Homeoffice und Wohnrealität

Verändert hat sich der Blick auf Wohnraum auch durch die Jahre im Homeoffice. Ausgelöst durch die Notwendigkeit der Pandemie hat das Homeoffice strukturell mehr Raum eingenommen. Vor der Corona-Pandemie lag der Anteil von Jobs mit Homeoffice-Option nach einem Bericht des SWR nur bei 3,7 Prozent. Bis 2022 stieg er deutlich an und pendelt sich seit 2024 bei rund einem Fünftel ein. Das hat Wohnräume vor vielfältige neue Herausforderungen gestellt.

Plötzlich musste ein Zuhause vieles gleichzeitig sein: Arbeitsplatz, Rückzugsort, Familienmittelpunkt und Erholungsraum. Gerade kleinere Wohnungen stießen dabei schnell an ihre Grenzen. Der Küchentisch wurde zum Schreibtisch, Unterlagen lagen dauerhaft sichtbar herum und viele Räume wirkten schneller unruhig oder überfüllt. Stauraum und multifunktionale Möbel wurden von einer innovativen Einrichtungsidee zur Notwendigkeit.

Der Trend ist gekommen, um zu bleiben. Wenn die Multifunktionalität von Wohnraum auf das zunehmend schwindende Platzangebot trifft, bleiben Konzepte wichtig, die vorhandene Fläche möglichst effizient und vielseitig nutzen. Möbel müssen nicht mehr nur gut aussehen, sondern den Alltag erleichtern. Besonders gefragt sind Lösungen, die zusätzlichen Stauraum schaffen, ohne Räume voller wirken zu lassen.

Warum funktionale Möbel kein Kompromiss mehr sind

Lange galten funktionale Möbel oft als reine Zwecklösung, praktisch, aber selten besonders stilvoll. Wer wenig Platz hatte, musste Kompromisse eingehen. Die neuen Anforderungen an private Wohnräume haben zu einem Umdenken geführt.

Wohnungen sollen nicht nur schön aussehen, sondern Ruhe schaffen, flexibel nutzbar sein und den täglichen Organisationsaufwand reduzieren. Dadurch verändert sich auch der Anspruch an Möbel. Gerade in kleineren Wohnungen sollen sie möglichst mehrere Aufgaben gleichzeitig erfüllen. Damit ist ein Trend zu durchdachten Einrichtungskonzepten zu bemerken, die Funktion und Wohnlichkeit miteinander verbinden.

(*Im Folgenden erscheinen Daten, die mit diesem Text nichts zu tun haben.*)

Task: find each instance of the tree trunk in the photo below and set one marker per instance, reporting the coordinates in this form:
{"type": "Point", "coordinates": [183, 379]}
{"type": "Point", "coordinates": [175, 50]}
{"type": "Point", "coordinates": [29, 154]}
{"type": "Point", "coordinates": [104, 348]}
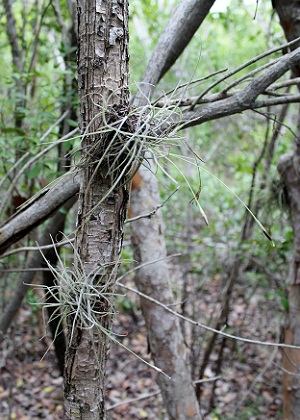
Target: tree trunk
{"type": "Point", "coordinates": [166, 341]}
{"type": "Point", "coordinates": [289, 168]}
{"type": "Point", "coordinates": [102, 80]}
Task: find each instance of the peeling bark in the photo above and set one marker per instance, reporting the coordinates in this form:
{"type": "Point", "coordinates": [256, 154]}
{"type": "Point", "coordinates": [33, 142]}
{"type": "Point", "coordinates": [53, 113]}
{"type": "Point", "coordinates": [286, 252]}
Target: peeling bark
{"type": "Point", "coordinates": [102, 81]}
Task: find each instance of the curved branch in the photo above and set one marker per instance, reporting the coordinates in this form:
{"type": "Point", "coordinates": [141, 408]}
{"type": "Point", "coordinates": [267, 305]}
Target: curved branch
{"type": "Point", "coordinates": [183, 24]}
{"type": "Point", "coordinates": [245, 99]}
{"type": "Point", "coordinates": [37, 211]}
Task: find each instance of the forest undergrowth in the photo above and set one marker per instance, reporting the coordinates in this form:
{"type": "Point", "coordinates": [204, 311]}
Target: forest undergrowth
{"type": "Point", "coordinates": [248, 387]}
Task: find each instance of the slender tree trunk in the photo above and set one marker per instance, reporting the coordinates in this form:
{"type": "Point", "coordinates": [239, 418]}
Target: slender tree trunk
{"type": "Point", "coordinates": [102, 80]}
{"type": "Point", "coordinates": [289, 168]}
{"type": "Point", "coordinates": [165, 337]}
{"type": "Point", "coordinates": [166, 341]}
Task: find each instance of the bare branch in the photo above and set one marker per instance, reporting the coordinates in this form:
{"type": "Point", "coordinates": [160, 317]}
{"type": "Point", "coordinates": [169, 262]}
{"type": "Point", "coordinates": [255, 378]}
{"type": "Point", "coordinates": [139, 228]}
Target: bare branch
{"type": "Point", "coordinates": [245, 99]}
{"type": "Point", "coordinates": [198, 324]}
{"type": "Point", "coordinates": [183, 24]}
{"type": "Point", "coordinates": [38, 210]}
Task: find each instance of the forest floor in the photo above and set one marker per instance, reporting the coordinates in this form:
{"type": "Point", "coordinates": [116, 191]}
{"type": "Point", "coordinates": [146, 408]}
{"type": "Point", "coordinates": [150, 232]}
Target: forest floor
{"type": "Point", "coordinates": [248, 387]}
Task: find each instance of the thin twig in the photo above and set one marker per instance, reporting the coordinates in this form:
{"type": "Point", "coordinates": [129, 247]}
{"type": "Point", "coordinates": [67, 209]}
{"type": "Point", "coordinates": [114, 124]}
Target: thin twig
{"type": "Point", "coordinates": [198, 324]}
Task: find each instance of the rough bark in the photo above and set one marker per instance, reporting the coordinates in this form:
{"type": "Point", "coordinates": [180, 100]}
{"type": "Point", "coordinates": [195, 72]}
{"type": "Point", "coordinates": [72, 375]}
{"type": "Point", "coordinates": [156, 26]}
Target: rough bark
{"type": "Point", "coordinates": [289, 168]}
{"type": "Point", "coordinates": [102, 82]}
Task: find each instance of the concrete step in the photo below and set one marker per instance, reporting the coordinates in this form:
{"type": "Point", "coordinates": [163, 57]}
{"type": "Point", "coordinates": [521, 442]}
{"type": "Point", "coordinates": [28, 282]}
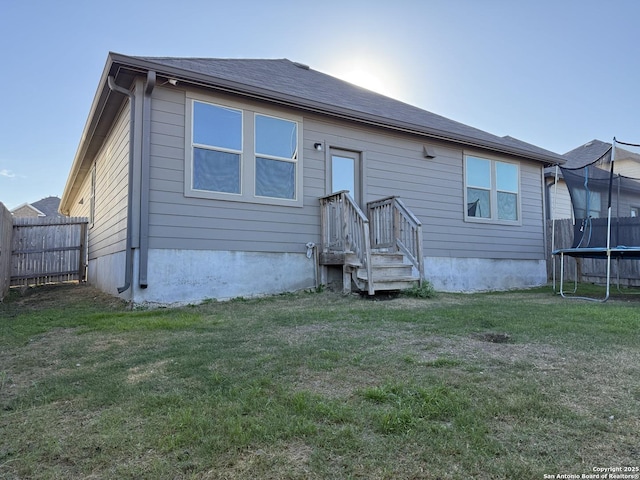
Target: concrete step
{"type": "Point", "coordinates": [385, 258]}
{"type": "Point", "coordinates": [387, 271]}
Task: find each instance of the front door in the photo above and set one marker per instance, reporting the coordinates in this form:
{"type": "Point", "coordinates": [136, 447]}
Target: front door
{"type": "Point", "coordinates": [346, 173]}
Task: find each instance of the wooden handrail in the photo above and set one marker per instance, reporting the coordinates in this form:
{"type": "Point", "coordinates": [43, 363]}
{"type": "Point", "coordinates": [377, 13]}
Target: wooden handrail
{"type": "Point", "coordinates": [395, 228]}
{"type": "Point", "coordinates": [345, 229]}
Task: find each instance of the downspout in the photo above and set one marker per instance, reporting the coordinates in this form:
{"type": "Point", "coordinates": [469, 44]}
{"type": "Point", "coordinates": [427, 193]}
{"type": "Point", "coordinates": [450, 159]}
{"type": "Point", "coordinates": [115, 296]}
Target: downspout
{"type": "Point", "coordinates": [144, 180]}
{"type": "Point", "coordinates": [128, 269]}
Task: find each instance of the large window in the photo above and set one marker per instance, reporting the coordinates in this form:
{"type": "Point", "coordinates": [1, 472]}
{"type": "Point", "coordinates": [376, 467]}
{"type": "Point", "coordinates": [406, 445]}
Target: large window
{"type": "Point", "coordinates": [242, 155]}
{"type": "Point", "coordinates": [217, 148]}
{"type": "Point", "coordinates": [276, 157]}
{"type": "Point", "coordinates": [492, 189]}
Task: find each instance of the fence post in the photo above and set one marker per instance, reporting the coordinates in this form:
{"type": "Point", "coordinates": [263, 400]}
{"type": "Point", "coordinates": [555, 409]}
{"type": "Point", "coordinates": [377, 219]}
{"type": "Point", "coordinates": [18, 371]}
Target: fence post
{"type": "Point", "coordinates": [6, 232]}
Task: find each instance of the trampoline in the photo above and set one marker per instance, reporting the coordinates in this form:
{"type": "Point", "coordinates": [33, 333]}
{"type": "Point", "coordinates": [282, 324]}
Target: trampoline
{"type": "Point", "coordinates": [607, 233]}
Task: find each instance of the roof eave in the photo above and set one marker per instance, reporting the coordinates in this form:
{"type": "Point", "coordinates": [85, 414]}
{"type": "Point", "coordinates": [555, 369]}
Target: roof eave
{"type": "Point", "coordinates": [188, 76]}
{"type": "Point", "coordinates": [117, 62]}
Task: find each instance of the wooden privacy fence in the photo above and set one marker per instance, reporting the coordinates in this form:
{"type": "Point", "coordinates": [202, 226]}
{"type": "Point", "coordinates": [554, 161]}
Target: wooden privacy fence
{"type": "Point", "coordinates": [589, 270]}
{"type": "Point", "coordinates": [48, 250]}
{"type": "Point", "coordinates": [6, 231]}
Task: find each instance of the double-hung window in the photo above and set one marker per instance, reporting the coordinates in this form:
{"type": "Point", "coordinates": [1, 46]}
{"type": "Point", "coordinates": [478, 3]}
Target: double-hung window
{"type": "Point", "coordinates": [217, 148]}
{"type": "Point", "coordinates": [276, 155]}
{"type": "Point", "coordinates": [236, 153]}
{"type": "Point", "coordinates": [491, 190]}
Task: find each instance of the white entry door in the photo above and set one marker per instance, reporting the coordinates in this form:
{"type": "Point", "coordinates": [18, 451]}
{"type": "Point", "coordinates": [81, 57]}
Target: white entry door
{"type": "Point", "coordinates": [346, 173]}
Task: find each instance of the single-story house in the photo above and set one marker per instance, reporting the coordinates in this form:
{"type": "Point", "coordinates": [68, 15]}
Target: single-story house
{"type": "Point", "coordinates": [45, 207]}
{"type": "Point", "coordinates": [217, 178]}
{"type": "Point", "coordinates": [598, 154]}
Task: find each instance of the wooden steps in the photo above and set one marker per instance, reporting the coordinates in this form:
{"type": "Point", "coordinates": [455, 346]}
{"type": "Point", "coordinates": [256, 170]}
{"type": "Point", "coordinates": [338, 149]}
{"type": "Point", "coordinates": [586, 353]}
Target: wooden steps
{"type": "Point", "coordinates": [388, 270]}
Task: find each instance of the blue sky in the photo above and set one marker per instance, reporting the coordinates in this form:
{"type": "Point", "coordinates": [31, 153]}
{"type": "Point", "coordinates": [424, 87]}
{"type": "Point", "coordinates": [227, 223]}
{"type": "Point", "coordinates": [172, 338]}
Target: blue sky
{"type": "Point", "coordinates": [555, 73]}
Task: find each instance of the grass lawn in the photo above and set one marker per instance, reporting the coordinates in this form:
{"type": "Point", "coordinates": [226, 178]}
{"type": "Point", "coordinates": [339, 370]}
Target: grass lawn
{"type": "Point", "coordinates": [514, 385]}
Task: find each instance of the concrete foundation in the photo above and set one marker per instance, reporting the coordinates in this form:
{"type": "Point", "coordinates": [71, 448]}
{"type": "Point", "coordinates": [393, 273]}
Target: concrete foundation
{"type": "Point", "coordinates": [191, 276]}
{"type": "Point", "coordinates": [107, 274]}
{"type": "Point", "coordinates": [478, 275]}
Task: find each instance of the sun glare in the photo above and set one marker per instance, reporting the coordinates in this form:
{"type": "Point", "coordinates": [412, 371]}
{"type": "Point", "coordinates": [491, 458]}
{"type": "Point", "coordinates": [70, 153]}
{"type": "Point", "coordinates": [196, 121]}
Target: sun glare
{"type": "Point", "coordinates": [366, 79]}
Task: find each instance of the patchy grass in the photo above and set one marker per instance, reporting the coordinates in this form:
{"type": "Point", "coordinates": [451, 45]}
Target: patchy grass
{"type": "Point", "coordinates": [499, 386]}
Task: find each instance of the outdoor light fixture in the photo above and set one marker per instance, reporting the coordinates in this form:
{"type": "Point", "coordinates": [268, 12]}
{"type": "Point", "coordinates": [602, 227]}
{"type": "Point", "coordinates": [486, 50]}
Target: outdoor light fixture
{"type": "Point", "coordinates": [428, 152]}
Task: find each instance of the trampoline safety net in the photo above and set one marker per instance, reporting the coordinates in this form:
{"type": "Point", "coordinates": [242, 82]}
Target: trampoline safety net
{"type": "Point", "coordinates": [595, 187]}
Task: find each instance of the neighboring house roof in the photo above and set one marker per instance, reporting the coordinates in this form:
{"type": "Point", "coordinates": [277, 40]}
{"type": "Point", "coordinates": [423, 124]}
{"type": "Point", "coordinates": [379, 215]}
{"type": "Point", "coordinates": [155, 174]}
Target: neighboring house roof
{"type": "Point", "coordinates": [287, 83]}
{"type": "Point", "coordinates": [45, 207]}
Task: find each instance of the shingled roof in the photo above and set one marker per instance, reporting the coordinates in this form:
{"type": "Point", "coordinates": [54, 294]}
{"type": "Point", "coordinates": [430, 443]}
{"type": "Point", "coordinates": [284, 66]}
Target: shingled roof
{"type": "Point", "coordinates": [297, 84]}
{"type": "Point", "coordinates": [286, 83]}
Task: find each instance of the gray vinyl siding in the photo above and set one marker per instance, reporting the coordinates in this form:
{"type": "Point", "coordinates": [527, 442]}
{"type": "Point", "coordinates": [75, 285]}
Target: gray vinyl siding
{"type": "Point", "coordinates": [82, 209]}
{"type": "Point", "coordinates": [393, 163]}
{"type": "Point", "coordinates": [108, 234]}
{"type": "Point", "coordinates": [176, 221]}
{"type": "Point", "coordinates": [434, 190]}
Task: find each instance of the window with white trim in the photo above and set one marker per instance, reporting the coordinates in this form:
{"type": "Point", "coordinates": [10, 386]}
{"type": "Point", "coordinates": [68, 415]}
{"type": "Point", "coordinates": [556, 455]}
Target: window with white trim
{"type": "Point", "coordinates": [236, 153]}
{"type": "Point", "coordinates": [276, 153]}
{"type": "Point", "coordinates": [491, 190]}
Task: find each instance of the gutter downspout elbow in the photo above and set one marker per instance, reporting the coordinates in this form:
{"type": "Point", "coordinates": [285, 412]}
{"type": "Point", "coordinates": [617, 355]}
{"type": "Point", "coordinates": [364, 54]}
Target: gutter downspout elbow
{"type": "Point", "coordinates": [128, 271]}
{"type": "Point", "coordinates": [145, 180]}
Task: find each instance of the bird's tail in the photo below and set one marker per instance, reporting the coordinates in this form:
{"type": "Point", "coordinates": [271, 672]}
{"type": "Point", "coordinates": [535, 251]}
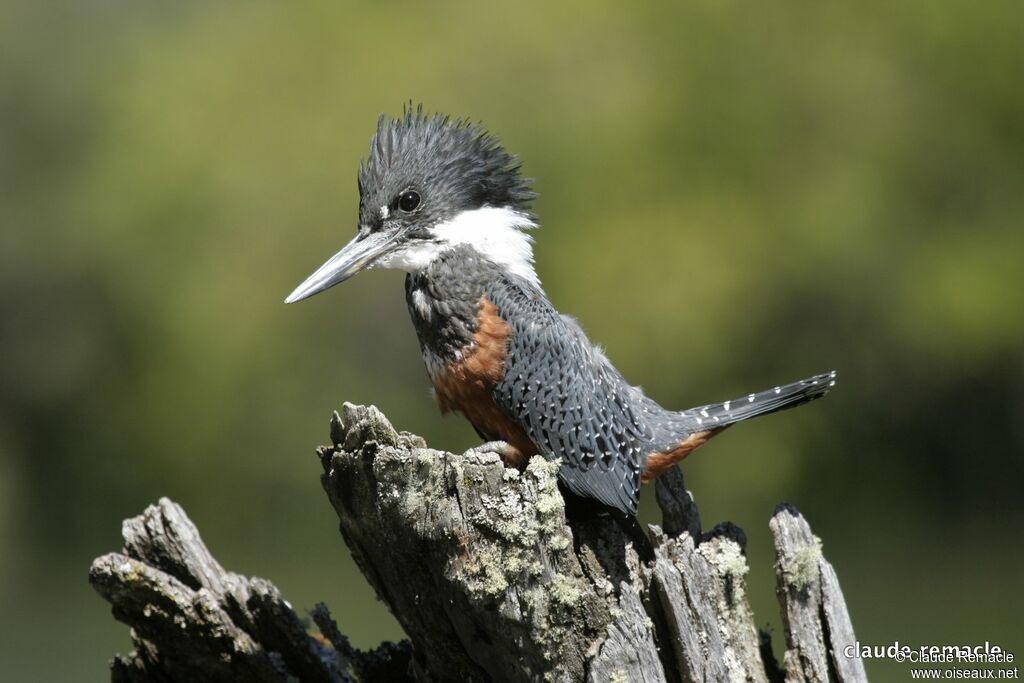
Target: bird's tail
{"type": "Point", "coordinates": [777, 398]}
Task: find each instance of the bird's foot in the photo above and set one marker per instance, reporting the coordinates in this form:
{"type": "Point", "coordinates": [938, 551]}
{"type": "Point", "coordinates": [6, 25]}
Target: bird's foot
{"type": "Point", "coordinates": [510, 455]}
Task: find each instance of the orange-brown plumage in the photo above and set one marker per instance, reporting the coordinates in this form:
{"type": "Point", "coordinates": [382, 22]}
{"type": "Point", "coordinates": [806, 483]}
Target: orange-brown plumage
{"type": "Point", "coordinates": [659, 462]}
{"type": "Point", "coordinates": [466, 385]}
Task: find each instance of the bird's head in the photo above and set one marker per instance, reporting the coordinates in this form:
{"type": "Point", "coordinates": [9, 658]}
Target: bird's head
{"type": "Point", "coordinates": [432, 183]}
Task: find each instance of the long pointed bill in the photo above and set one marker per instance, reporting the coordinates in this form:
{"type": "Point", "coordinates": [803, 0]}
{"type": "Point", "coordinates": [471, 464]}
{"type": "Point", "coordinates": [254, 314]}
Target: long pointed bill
{"type": "Point", "coordinates": [355, 256]}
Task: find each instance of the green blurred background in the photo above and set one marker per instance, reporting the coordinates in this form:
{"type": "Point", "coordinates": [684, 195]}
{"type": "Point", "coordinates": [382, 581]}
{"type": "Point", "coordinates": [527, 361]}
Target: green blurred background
{"type": "Point", "coordinates": [732, 197]}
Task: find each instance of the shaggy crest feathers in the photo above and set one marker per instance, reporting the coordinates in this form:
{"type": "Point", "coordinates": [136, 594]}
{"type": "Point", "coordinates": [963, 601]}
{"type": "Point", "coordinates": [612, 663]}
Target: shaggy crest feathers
{"type": "Point", "coordinates": [455, 154]}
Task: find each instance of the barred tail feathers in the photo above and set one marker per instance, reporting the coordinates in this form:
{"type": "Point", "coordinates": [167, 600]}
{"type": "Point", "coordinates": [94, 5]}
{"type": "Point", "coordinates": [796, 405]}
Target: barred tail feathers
{"type": "Point", "coordinates": [777, 398]}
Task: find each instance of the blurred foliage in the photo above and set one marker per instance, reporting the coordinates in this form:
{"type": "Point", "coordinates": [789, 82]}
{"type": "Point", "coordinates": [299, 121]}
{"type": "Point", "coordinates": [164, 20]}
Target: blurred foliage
{"type": "Point", "coordinates": [732, 197]}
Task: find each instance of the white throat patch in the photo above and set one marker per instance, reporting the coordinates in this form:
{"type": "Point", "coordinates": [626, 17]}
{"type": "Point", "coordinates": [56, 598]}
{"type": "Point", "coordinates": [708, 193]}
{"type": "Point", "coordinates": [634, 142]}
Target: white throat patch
{"type": "Point", "coordinates": [497, 233]}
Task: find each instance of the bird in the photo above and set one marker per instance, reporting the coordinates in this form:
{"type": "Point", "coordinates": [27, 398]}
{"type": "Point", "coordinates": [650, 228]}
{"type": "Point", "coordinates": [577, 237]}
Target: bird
{"type": "Point", "coordinates": [443, 201]}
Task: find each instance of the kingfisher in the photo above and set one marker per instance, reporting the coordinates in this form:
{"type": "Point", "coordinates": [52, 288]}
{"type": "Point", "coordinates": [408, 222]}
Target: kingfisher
{"type": "Point", "coordinates": [441, 199]}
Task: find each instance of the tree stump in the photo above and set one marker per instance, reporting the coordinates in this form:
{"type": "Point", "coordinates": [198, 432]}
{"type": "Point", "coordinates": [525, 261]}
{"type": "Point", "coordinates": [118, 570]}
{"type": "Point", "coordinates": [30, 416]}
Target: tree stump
{"type": "Point", "coordinates": [487, 581]}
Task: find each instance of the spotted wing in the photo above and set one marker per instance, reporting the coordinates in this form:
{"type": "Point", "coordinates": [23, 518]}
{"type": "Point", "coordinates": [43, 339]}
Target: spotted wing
{"type": "Point", "coordinates": [569, 399]}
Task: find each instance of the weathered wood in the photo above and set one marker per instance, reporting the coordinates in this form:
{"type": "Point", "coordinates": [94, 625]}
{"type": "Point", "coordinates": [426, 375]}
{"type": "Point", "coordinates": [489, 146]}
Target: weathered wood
{"type": "Point", "coordinates": [487, 580]}
{"type": "Point", "coordinates": [817, 624]}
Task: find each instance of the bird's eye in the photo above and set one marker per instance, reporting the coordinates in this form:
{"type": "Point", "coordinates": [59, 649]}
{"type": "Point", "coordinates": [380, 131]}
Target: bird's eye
{"type": "Point", "coordinates": [409, 200]}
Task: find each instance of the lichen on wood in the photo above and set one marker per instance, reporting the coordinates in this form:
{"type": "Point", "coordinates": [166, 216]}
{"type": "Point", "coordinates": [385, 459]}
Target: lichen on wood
{"type": "Point", "coordinates": [487, 580]}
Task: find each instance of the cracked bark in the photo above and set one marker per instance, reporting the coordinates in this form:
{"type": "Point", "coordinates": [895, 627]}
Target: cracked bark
{"type": "Point", "coordinates": [487, 580]}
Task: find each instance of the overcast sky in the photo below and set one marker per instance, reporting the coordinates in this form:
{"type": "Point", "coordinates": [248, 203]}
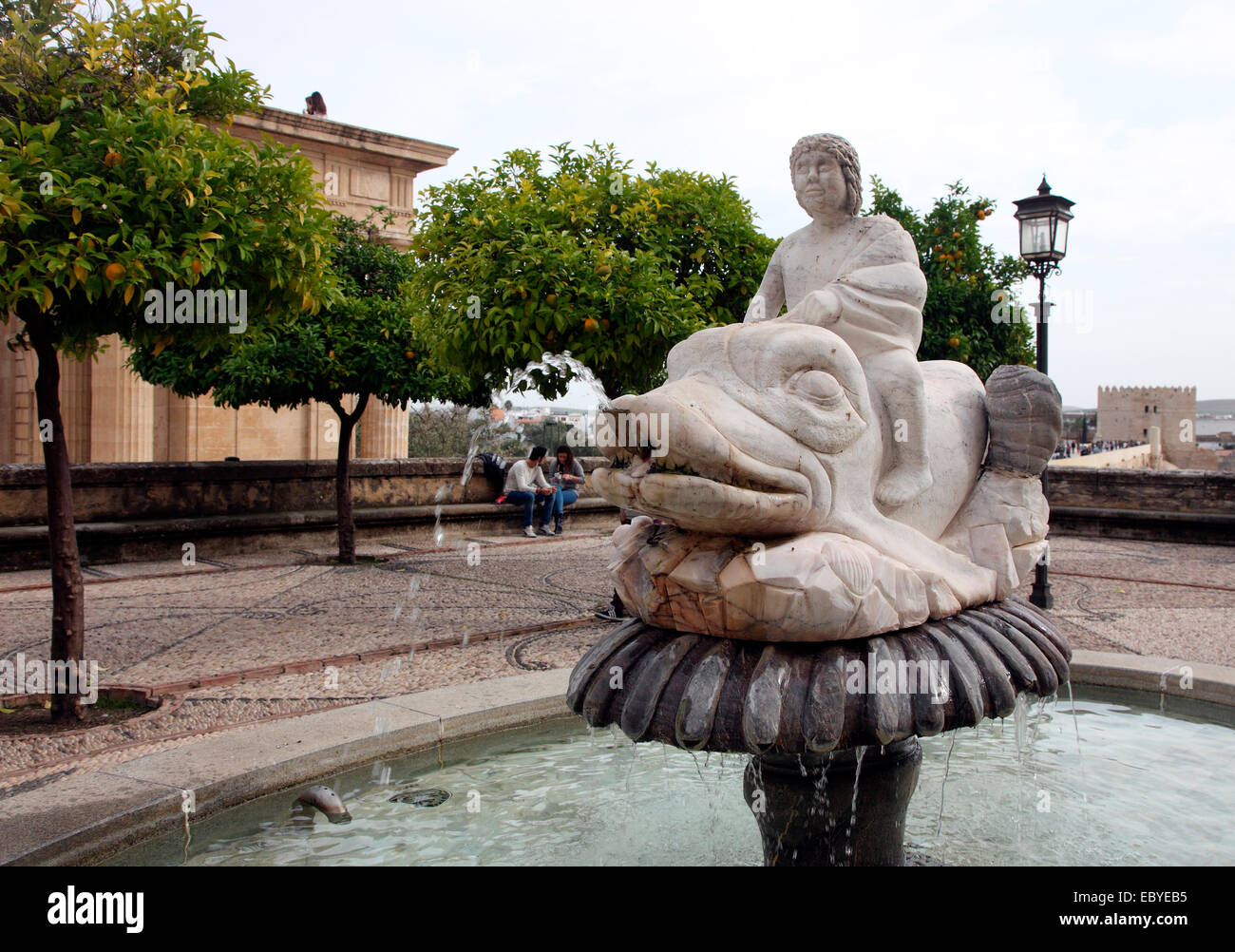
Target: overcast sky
{"type": "Point", "coordinates": [1127, 106]}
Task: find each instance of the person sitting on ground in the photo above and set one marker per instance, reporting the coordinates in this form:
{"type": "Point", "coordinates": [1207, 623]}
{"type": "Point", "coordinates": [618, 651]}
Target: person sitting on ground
{"type": "Point", "coordinates": [525, 482]}
{"type": "Point", "coordinates": [567, 474]}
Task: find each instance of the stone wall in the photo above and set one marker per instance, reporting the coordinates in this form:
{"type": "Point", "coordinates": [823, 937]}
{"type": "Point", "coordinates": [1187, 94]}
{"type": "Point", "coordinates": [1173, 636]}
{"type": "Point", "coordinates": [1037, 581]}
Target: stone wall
{"type": "Point", "coordinates": [112, 416]}
{"type": "Point", "coordinates": [1129, 412]}
{"type": "Point", "coordinates": [128, 511]}
{"type": "Point", "coordinates": [147, 511]}
{"type": "Point", "coordinates": [131, 491]}
{"type": "Point", "coordinates": [1181, 505]}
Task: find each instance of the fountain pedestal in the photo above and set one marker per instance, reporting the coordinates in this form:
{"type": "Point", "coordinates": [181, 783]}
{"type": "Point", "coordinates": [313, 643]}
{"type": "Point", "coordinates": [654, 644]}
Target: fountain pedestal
{"type": "Point", "coordinates": [823, 719]}
{"type": "Point", "coordinates": [843, 809]}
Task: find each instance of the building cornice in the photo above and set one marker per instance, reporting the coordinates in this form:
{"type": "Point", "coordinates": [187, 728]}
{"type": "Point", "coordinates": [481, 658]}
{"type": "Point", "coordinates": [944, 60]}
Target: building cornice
{"type": "Point", "coordinates": [402, 152]}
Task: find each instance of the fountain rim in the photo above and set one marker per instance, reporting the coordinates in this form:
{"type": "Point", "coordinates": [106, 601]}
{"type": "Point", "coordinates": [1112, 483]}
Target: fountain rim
{"type": "Point", "coordinates": [124, 810]}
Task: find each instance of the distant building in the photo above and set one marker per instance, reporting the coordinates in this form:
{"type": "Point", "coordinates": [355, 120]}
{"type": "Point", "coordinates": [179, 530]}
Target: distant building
{"type": "Point", "coordinates": [114, 416]}
{"type": "Point", "coordinates": [1130, 412]}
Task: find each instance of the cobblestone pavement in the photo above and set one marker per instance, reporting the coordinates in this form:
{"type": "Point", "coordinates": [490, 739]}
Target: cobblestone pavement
{"type": "Point", "coordinates": [486, 606]}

Unsichtbarer Stauraum wird dabei zum unverzichtbaren Gestaltungselement. Er verbindet begrenztes Raumangebot mit dem Anspruch, Räume vielseitig nutzen und gleichzeitig wohnlich ansprechend gestalten zu können. Die eigenen vier Wände werden gleichzeitig Rückzugsort, Ruhepol und gut organisierter Lebensraum.